64 bytes from 240.214.0.209: icmp_seq=1 ttl=64 time=0.503 ms
64 bytes from 240.214.0.209: icmp_seq=2 ttl=64 time=0.460 ms
64 bytes from 240.214.0.209: icmp_seq=3 ttl=64 time=0.587 ms

So restarting the c1 container doesn’t appear to have broken routing between the fan nodes, at least in this basic test.
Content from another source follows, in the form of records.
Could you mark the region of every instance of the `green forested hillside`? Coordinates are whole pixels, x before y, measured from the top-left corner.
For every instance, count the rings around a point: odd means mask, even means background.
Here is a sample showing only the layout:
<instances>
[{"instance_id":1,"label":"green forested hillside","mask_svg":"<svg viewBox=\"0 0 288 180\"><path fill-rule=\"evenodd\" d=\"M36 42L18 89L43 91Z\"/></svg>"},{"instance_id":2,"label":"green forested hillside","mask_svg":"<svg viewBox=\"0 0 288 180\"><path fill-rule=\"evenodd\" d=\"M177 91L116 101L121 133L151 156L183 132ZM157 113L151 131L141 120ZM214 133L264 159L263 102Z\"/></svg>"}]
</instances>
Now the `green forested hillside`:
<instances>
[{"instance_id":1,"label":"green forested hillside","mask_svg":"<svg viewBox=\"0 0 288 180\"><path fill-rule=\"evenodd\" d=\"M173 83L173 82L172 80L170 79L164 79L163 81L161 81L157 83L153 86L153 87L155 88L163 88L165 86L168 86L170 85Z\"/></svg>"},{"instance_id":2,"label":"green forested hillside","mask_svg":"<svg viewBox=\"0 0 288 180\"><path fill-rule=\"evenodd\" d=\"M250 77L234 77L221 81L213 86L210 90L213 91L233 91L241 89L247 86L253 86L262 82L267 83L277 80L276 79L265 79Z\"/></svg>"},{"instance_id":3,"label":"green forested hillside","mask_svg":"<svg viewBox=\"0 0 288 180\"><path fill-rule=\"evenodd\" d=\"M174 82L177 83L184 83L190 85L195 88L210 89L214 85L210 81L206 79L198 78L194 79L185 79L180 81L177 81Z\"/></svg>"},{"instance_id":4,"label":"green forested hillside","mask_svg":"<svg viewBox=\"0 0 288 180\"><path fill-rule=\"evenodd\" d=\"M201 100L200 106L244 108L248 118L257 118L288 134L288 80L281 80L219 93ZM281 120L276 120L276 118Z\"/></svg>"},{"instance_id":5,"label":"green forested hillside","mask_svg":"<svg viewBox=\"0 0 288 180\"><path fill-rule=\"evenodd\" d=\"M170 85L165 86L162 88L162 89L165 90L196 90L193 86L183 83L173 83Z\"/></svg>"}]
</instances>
Proper testing takes time as you know… so I will be ding it tomorrow hopefully.
Meanwhile take a look at this…

Q1  ip r
default via 84.17.40.62 dev enp1s0 proto static metric 100 
84.17.40.0/26 dev enp1s0 proto kernel scope link src 84.17.40.18 metric 100 
169.254.0.0/16 dev enp1s0 scope link metric 1000 
240.0.0.0/8 dev lxdfan0 proto kernel scope link src 240.18.0.1 
Q2 ip r 
default via 84.17.40.62 dev enp1s0 proto static metric 100 
84.17.40.0/26 dev enp1s0 proto kernel scope link src 84.17.40.19 metric 100 
169.254.0.0/16 dev enp1s0 scope link metric 1000 
240.0.0.0/8 dev lxdfan0 proto kernel scope link src 240.19.0.1 

First line is my server and Last line is lxdfan… was is the third line. I am not familar with this IP 169.254.0.0 scope.

169.254.0.0/16 is the IPv4 link-local range, it is normal and is used by IPv4 for auto addressing when no other IPs are available.